With a growing desire to support the challenges facing the Dalit, Pallical left a corporate job to move to Delhi and work with the National Campaign on Dalit Human Rights. She has been doing this work for the past eleven years, and is now the General Secretary.
To bring the issues to the international arena, she has also worked closely with UN Human Rights, other UN agencies and has co-organised events parallel to the
High-level Political Forum, the main UN platform on sustainable development. She recently addressed the UN Forum on Minority Issues.
“I couldn’t be doing anything else in my life right now,” she says. “It gives me a lot of satisfaction, but at the same time it makes me very angry. How can people talk about peace and happiness and religion when they see a young woman pulled out of the field where she is working, and is then raped and killed? We need to be angry, otherwise we won’t get anywhere - we won’t stop this.”
Violence against the Dalit is a tragic, daily occurrence. According to the National Crime Records Bureau of India, some 45,935 cases of violence are recorded each year.
“In India, around ten Dalit women are raped each day,” says Pallical. “The perpetrators enjoy total impunity, and have a lot of political support. Because of this, we are unable to break the chain of violence and oppression.”
The National Campaign on Dalit Human Rights works with victims of violence to advocate for justice and compensation from the government, while providing economic and psychological services for families.
Abuse in the online space
Hate speech and discrimination against the Dalit minority is another issue of enormous concern for Pallical, and one which she and her organisation are fighting against.

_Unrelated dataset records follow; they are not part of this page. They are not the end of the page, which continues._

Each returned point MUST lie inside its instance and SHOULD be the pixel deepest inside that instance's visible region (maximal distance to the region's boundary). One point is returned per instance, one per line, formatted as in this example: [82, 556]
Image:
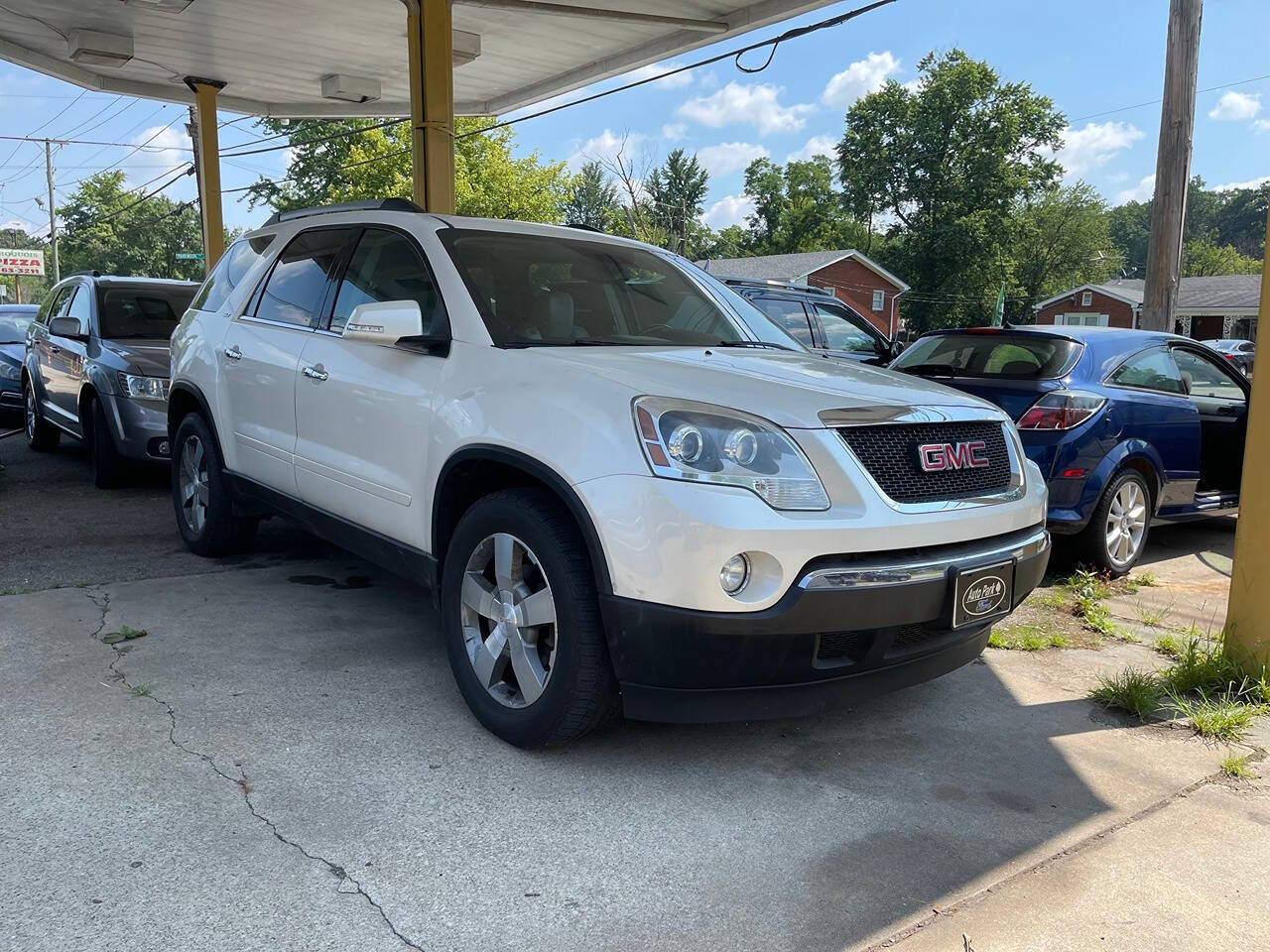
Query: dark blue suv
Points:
[1129, 426]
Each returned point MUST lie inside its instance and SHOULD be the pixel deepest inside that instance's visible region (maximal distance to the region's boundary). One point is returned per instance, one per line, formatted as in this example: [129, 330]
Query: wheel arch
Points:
[475, 471]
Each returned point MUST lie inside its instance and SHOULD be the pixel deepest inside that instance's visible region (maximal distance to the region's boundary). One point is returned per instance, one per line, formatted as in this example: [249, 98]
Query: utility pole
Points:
[53, 208]
[1173, 166]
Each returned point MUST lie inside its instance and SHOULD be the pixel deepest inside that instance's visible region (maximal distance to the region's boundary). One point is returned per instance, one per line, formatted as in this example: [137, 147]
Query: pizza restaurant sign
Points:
[16, 261]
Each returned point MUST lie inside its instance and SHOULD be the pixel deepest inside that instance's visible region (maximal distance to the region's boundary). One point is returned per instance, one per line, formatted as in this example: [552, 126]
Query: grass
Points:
[1237, 767]
[1026, 638]
[1134, 690]
[1153, 616]
[126, 633]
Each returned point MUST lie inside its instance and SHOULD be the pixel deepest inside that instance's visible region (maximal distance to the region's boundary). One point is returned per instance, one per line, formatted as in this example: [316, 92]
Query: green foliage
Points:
[105, 227]
[951, 162]
[1134, 690]
[592, 199]
[489, 179]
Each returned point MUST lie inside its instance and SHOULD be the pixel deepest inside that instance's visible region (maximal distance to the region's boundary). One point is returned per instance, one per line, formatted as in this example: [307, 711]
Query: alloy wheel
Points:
[191, 480]
[1127, 524]
[509, 621]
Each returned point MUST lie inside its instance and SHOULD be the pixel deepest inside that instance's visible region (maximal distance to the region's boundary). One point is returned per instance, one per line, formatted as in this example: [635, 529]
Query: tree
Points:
[677, 193]
[1061, 240]
[1202, 258]
[797, 208]
[489, 180]
[113, 230]
[593, 199]
[949, 162]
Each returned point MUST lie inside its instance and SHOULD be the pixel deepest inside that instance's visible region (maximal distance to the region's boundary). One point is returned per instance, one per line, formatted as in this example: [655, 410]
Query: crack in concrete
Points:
[1079, 847]
[239, 782]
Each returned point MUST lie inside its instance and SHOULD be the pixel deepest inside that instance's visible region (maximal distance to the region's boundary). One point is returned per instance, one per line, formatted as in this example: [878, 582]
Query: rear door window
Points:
[1150, 370]
[296, 287]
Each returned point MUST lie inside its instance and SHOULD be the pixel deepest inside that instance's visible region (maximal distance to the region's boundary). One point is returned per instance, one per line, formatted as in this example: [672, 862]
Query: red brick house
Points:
[1207, 307]
[855, 280]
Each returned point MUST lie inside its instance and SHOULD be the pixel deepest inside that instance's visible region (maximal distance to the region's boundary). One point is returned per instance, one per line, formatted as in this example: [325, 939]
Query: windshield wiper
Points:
[765, 344]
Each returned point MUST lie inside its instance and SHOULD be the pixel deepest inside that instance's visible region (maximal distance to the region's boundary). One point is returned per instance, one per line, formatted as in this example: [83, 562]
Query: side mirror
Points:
[385, 322]
[66, 327]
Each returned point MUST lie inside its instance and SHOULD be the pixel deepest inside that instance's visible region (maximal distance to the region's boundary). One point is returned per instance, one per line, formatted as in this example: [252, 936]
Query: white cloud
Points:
[729, 209]
[729, 157]
[1233, 185]
[1142, 191]
[676, 81]
[817, 145]
[606, 146]
[751, 104]
[1236, 107]
[1093, 145]
[860, 79]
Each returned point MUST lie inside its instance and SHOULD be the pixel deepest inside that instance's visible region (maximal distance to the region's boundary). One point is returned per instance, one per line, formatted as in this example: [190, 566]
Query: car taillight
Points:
[1061, 411]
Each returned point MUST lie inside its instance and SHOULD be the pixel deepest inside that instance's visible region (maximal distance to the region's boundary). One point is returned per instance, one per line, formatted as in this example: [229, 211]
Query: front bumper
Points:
[851, 629]
[139, 426]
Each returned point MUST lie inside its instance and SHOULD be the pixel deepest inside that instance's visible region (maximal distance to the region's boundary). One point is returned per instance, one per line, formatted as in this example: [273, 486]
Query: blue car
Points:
[1129, 426]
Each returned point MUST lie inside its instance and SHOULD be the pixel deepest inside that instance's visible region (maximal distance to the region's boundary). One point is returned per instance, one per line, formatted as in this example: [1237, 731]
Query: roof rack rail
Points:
[370, 204]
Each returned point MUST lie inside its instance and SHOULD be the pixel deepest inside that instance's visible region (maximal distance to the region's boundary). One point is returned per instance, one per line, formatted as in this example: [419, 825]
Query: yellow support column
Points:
[432, 103]
[208, 158]
[1247, 627]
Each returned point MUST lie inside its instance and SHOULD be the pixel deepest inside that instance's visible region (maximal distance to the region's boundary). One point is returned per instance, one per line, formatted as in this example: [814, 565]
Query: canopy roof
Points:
[273, 55]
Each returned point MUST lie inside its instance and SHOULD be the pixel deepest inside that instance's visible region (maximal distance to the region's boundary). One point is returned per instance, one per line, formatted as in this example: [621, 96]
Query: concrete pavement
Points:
[284, 763]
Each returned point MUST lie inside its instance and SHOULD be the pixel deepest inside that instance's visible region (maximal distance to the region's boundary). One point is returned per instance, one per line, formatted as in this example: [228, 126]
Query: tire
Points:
[109, 468]
[1116, 535]
[206, 517]
[41, 436]
[570, 687]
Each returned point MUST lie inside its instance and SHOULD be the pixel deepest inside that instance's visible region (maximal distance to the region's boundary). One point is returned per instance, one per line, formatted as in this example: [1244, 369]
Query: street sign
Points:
[22, 261]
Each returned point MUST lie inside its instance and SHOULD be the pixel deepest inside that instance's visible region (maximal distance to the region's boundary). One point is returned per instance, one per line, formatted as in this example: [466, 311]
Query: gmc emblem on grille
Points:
[938, 457]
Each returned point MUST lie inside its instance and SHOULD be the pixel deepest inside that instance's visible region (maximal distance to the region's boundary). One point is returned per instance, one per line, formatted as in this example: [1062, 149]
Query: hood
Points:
[789, 389]
[144, 358]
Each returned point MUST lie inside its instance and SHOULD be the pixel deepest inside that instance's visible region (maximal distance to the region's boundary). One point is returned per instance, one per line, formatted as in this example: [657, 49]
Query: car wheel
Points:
[41, 435]
[108, 467]
[1116, 535]
[522, 621]
[204, 509]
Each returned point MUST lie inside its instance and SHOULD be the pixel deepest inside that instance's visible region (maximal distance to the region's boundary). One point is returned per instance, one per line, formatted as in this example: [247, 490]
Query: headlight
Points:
[144, 388]
[688, 440]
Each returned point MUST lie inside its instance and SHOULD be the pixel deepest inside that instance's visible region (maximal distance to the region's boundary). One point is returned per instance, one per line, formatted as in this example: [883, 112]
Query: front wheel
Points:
[522, 622]
[1116, 535]
[204, 511]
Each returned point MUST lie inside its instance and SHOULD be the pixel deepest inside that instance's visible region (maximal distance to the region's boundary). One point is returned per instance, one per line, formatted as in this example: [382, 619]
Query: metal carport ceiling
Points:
[272, 55]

While she acknowledges that the online space has allowed an avenue for marginalised communities to express their views, she says that simultaneously, it has created a dangerous environment for them, where they are vulnerable to abuse from people who are not being held accountable. Many young Dalit women have had to stop using social media out of fear, and because the abuse had reached intolerable levels.
“The people who are committing these acts of abuse do it without any conscience, without taking any responsibility for their actions,” she says.
Pallical and the National Campaign on Dalit Human Rights have been working together with Twitter India to address this rise in hate speech. They are documenting the various abuses and slurs against the Dalit, as well as against other minorities, in order to have the capacity to recognise it and immediately block the perpetrators.
A dream of an equal playing field
For Pallical, if children are given the same opportunities, they have every chance to grow up and flourish. She envisages a day when all children can be on an equal playing field, and be free citizens, deserving of dignity and respect.
She has a list of dreams for a better future for the Dalit people.
“My dream is that every Dalit child has the same opportunity as any other child, so that they can be equal citizens in this country. My dream is that every Dalit woman is respected for the work that she does, and that she is not beaten up and raped, just because she is a Dalit.
My dream is that if I say I’m a Dalit and I’m at the table, I should be respected just like anybody else.”
Disclaimer: the views, information and opinions expressed in this article are those of the persons featured in the story and do not necessarily reflect the official policy or position of the office of the UN High Commissioner for Human Rights.